Logo Bloomberg Technoz

JPMorgan Percaya Pasar Kripto Naik Asalkan Hal ini Terpenuhi

Redaksi
27 February 2026 08:58

Ilustrasi koin digital kripto Bitcoin, Ether dalam ekosistem cryptocurrencies. (Bloomberg)
Ilustrasi koin digital kripto Bitcoin, Ether dalam ekosistem cryptocurrencies. (Bloomberg)

Bloomberg, Pasar kripto mungkin akan mendapatkan dorongan yang signifikan pada paruh kedua tahun ini, menurut JPMorgan Chase & Co. Keyakinan tersebut hadir didasari jika para pembuat kebijakan AS menyetujui RUU struktur pasar yang komprehensif, walau sentimen pasar masih buruk, kata JPMorgan Chase & Co.
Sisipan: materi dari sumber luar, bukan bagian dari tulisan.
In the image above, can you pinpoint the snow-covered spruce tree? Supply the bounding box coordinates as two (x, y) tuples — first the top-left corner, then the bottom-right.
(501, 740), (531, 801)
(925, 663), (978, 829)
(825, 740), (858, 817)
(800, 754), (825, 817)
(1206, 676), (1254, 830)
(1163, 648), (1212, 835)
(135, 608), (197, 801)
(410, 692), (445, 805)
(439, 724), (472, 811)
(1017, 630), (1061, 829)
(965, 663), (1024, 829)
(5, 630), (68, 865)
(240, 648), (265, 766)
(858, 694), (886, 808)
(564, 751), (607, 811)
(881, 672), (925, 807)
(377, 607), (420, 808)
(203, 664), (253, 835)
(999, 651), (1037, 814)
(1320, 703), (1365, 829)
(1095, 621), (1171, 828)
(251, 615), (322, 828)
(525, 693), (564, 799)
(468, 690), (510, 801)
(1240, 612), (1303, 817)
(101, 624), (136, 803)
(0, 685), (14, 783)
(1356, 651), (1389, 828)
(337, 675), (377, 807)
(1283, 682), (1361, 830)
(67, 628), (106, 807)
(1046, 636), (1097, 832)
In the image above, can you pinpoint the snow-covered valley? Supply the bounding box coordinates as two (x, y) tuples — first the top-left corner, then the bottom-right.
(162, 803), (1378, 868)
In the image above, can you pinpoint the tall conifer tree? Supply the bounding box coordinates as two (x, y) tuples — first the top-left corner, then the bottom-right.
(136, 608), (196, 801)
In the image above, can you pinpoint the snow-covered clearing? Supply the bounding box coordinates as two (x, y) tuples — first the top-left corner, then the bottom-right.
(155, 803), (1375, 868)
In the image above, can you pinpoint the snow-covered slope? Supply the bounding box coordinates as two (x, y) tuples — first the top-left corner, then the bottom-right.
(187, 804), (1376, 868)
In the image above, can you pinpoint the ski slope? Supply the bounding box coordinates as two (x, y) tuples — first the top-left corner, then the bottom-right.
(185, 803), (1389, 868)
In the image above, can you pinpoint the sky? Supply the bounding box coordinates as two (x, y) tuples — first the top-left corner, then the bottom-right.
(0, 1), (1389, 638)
“Jika disetujui, undang-undang yang dimaksud akan mengubah struktur pasar dengan memberikan kejelasan regulasi, mengakhiri ‘regulasi melalui penegakan hukum,’ mendorong tokenisasi, dan memfasilitasi partisipasi institusional yang lebih besar,” kata bank tersebut dalam catatan risetnya.

The Clarity Act, yang telah disetujui oleh DPR AS, merupakan bagian dari upaya lebih luas di Kongres guna menciptakan kerangka regulasi komprehensif untuk aset digital. Rancangan undang-undang tersebut bergerak lebih lambat di Senat di tengah perselisihan, karena para legislator berupaya mengatasi ‘celah’ dalam Genius Act, yang ditandatangani oleh Presiden Donald Trump pada Juli. Langkah tersebut merupakan yang pertama menetapkan kerangka kerja federal untuk penerbitan stablecoin.


Salah satu poin krusial yakni, apakah platform perdagangan kripto seperti Coinbase Global Inc. boleh memberikan imbalan kepada pengguna yang menyimpan stablecoin, jenis token yang dirancang untuk mengikuti nilai dolar AS. Perbankan berargumen bahwa membiarkan perusahaan membayar imbal hasil atas simpanan stablecoin klien dapat menarik dana dari simpanan dengan imbal hasil lebih rendah dan menimbulkan risiko bagi stabilitas keuangan.

CEO Coinbase, Brian Armstrong, pada awal tahun ini menarik dukungannya terhadap RUU tersebut. Coinbase, perusahaan kripto lainnya, kelompok perdagangan, dan industri perbankan sejak itu telah mengadakan beberapa pertemuan di Gedung Putih guna berkompromi. Pekan sebelumnya, Armstrong mengatakan ada “jalan ke depan.”